I guess the time that sticks out the most is when, in my anger and frustration, I tried to nag and lecture my then 7-year-old daughter into obeying me. This was one of my classic parenting fails. I attempted to coerce my daughter into behaving the way I want through the use of “God guilt.” I lectured her that she should be trying to make Jesus happy with how she lived and I tried to guilt her into obeying by using the “S Word” – selfish.
Let’s just say my way of parenting did not bring about the intended results. Not only did my daughter not behave the way I wanted her to, but she stuffed a piece of humble pie down my throat in the process. Her response to me was: “Enough with all the ‘God Stuff.’ It’s too much God stuff and it’s not helping!” At that moment, staring at my baby girl, I saw that she was filled with bitterness and rage, and I knew then why God commands us not to exasperate our children. The parenting fail that I demonstrated not only pushed my daughter further from me, but it was pushing her away from God as well. At face value, everything that I told her was accurate, but she was in no place to hear it at that moment. In all honesty, I was in no place to tell it to her.
How could I have handled this situation differently? It all starts and ends with the heart. My heart was not in the right place to discipline my daughter that day, and as parents it is our duty to make sure that our hearts are in the right place. After all, parenting is a 24/7 job.

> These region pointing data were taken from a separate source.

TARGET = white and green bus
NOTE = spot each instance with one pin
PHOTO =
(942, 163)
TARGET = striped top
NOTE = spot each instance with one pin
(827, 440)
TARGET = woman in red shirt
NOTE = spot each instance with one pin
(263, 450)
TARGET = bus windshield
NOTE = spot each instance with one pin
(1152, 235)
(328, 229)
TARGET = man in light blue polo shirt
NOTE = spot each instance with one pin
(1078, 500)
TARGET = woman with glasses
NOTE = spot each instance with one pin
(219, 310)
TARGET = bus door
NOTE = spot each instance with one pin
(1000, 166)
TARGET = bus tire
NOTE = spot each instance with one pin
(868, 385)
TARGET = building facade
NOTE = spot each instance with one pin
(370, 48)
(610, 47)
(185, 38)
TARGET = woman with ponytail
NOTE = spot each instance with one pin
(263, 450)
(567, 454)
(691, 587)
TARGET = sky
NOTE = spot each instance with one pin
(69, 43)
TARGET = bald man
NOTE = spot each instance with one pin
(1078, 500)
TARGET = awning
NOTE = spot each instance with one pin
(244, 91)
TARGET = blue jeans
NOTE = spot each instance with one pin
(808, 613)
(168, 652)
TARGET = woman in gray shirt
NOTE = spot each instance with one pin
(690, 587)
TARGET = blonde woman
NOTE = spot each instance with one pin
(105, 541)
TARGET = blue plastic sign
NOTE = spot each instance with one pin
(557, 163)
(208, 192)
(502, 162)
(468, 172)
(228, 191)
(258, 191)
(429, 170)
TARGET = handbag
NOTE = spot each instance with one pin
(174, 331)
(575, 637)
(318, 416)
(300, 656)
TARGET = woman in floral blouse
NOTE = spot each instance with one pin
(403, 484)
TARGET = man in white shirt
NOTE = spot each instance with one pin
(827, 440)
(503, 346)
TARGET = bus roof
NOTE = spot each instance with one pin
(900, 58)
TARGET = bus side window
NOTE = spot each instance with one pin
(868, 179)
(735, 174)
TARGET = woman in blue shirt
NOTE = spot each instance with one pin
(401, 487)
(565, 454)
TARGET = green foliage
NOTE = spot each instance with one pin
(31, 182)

Instead of keeping my eyes on Christ and looking to please him, I was more concerned with my own desires for peace and quiet. No, I didn’t have my devotions that morning. No, I didn’t take any time to self-reflect or, more importantly, let the Holy Spirit show me where selfishness was seeping into my soul. Instead I tried to parent (and discipline) in my pride and selfishness using only the little power that I possessed on my own. This was a recipe for disaster.